第90話 因果応報


「はぁはぁはぁ……」


半潜水艇内の人目につかない隙間にもぐり込み、ひっそりと隠れひそんでいたおかげで、貨客船から無事に脱出できた優男は、警備の隙を突いて、港からも逃げ出す事に成功していた。


そして今は、港近くのNPO法人の所有する隠れ家に、身を潜めている状態だった。


ガチャガチャ


誰かが扉を開けようとする音が響く。

優男が息を潜めて外を確認すると、そこには薄汚れた会頭の姿があった。


「会頭! 無事だったんですね」


優男は急いで隠れ家の扉を開けて、会頭を部屋へと招き入れる。

一人、心細い思いをしていた所に現れた、頼もしい援軍だった。

優男の顔に希望の生気が蘇る。


だが会頭は、そんな優男をまるで無視して、部屋の中をキョロキョロと見渡すと、不気味な声で呟いた。


「……どこでふ?」

「え?」


深い絶望の瞳で優男を見つめながら、会頭は再度、不気味に尋ねる。


「僕ちんの、可愛い お嫁さん達を……何処に、隠したのでふ?」


会頭は持っていた『お守り』を優男に突き付けると、カチャリと引き金に指を掛けた。


「僕ちんの! 嫁はっ! 何処ふかぁぁぁ!」


会頭の狂気に彩られた怒声が、部屋中に木霊する。

ハーレム願望を拗らせた男は、目の前の優男が、自分のお気に入りの幼女を連れ去った事に、心の底から激怒していた。

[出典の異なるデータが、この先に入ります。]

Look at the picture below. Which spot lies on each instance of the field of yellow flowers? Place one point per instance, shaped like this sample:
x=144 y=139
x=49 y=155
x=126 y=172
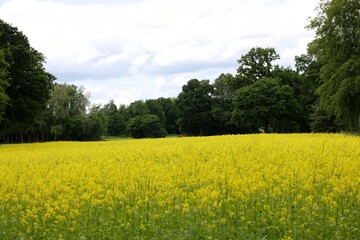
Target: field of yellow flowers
x=304 y=186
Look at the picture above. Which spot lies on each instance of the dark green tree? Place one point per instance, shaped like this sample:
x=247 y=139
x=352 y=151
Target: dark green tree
x=155 y=108
x=222 y=107
x=169 y=107
x=29 y=85
x=3 y=85
x=268 y=105
x=95 y=124
x=194 y=105
x=116 y=121
x=337 y=49
x=256 y=64
x=146 y=126
x=137 y=108
x=66 y=112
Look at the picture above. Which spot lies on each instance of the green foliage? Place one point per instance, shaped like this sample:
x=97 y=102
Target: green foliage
x=29 y=85
x=168 y=105
x=268 y=105
x=222 y=107
x=116 y=120
x=194 y=107
x=146 y=126
x=337 y=49
x=3 y=85
x=256 y=64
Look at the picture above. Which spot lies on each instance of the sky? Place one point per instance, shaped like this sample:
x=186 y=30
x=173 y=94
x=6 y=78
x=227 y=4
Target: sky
x=129 y=50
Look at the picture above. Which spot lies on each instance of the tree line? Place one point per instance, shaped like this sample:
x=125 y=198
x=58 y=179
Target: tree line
x=321 y=94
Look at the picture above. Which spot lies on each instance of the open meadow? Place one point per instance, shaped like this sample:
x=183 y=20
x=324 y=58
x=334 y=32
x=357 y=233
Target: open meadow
x=296 y=186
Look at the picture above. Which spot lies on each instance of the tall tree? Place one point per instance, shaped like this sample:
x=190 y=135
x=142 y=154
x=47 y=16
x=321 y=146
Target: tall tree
x=3 y=85
x=29 y=84
x=66 y=112
x=337 y=49
x=169 y=107
x=194 y=107
x=224 y=95
x=266 y=104
x=256 y=64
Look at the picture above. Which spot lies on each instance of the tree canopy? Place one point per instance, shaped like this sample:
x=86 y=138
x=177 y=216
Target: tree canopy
x=337 y=49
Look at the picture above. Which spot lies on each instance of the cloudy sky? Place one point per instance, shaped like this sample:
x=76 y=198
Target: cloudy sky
x=128 y=50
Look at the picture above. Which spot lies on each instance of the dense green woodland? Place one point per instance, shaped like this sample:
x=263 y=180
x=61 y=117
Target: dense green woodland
x=322 y=93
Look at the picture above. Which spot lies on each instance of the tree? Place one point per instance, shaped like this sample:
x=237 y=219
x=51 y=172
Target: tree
x=194 y=107
x=169 y=107
x=66 y=112
x=116 y=121
x=95 y=124
x=146 y=126
x=137 y=108
x=155 y=108
x=3 y=85
x=29 y=85
x=266 y=104
x=222 y=108
x=337 y=49
x=256 y=64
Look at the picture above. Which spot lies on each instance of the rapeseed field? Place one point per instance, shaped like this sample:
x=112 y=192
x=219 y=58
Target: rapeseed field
x=298 y=186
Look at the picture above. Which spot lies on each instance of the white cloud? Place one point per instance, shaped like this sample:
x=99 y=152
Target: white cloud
x=128 y=50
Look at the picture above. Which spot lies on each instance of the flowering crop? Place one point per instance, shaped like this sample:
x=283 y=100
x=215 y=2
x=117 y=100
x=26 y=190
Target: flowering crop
x=304 y=186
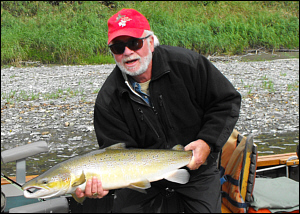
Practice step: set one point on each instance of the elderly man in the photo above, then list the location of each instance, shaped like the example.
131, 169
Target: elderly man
158, 96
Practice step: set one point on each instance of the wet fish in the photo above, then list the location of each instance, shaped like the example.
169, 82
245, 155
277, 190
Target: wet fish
116, 167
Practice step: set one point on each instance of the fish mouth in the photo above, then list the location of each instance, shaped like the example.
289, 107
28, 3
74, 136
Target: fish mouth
39, 192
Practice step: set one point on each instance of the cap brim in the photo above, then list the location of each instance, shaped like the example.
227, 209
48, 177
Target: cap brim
132, 32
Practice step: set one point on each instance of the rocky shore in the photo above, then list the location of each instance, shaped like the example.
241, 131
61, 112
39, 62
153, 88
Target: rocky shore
55, 103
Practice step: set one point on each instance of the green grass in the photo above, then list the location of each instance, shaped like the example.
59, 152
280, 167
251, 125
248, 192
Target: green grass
77, 33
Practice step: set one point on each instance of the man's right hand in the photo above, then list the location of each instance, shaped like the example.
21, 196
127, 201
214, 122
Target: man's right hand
93, 189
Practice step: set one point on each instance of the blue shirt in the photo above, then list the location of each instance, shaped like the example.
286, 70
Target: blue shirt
137, 87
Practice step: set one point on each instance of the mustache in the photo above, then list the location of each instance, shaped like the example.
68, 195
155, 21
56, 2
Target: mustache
131, 58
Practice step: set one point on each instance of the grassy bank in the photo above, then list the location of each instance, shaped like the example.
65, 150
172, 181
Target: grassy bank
76, 33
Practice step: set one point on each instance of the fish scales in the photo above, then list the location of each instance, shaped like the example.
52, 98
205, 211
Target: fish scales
116, 167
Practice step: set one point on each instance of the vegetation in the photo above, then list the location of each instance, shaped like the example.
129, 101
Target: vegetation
75, 32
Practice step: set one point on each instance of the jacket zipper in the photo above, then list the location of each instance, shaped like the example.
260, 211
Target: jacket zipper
161, 103
144, 118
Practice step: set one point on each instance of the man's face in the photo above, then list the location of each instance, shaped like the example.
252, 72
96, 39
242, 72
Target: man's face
137, 62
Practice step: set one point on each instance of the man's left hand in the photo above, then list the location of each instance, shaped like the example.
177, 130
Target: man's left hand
201, 150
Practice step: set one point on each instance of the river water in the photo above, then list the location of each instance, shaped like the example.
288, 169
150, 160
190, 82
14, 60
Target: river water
60, 110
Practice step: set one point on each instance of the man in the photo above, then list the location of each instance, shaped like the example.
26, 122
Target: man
157, 97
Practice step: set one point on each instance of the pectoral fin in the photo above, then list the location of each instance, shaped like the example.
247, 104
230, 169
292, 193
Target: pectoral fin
79, 180
178, 147
140, 186
180, 176
117, 146
79, 200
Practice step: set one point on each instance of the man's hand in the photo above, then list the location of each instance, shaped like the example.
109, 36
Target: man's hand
201, 150
93, 189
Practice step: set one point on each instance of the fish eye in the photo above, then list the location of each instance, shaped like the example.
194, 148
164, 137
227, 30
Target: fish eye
44, 181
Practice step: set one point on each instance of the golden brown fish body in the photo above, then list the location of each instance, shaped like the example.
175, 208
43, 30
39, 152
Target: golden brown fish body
116, 167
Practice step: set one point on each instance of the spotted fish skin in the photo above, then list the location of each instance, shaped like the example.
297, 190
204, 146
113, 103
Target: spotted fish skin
116, 167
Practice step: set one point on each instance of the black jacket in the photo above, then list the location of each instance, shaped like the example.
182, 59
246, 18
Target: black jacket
191, 100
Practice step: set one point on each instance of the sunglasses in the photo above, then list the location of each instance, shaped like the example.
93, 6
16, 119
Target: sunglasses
133, 44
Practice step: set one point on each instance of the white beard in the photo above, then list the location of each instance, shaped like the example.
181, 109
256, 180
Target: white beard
144, 63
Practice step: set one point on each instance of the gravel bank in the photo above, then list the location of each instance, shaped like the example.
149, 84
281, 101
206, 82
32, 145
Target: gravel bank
62, 100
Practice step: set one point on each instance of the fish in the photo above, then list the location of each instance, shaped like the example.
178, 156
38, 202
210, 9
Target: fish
116, 166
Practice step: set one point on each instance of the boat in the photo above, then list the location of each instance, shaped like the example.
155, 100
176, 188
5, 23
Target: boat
242, 174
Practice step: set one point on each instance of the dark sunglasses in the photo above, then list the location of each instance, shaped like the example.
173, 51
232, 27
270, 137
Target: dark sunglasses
133, 44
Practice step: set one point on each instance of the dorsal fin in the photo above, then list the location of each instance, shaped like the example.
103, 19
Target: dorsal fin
117, 146
178, 147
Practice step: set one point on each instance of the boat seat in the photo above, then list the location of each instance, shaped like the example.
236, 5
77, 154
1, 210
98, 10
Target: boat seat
237, 165
15, 201
19, 154
271, 162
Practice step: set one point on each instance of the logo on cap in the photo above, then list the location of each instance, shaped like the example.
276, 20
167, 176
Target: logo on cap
123, 19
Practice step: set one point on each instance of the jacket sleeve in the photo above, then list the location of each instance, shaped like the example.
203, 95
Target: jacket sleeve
109, 127
220, 102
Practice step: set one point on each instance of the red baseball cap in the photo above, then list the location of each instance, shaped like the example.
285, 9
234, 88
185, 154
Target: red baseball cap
127, 22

同時に、自分達が目の前の男に捨て駒にされた事を、きっちりと理解していたのだ。


「まっ! 待て! 話せば、わ……」


パァン


乾いた銃声が、閑静な朝の住宅街に響き渡る。

数分後、辺りは、複数のパトカーのサイレン音と報道陣によって、騒然となるのであった。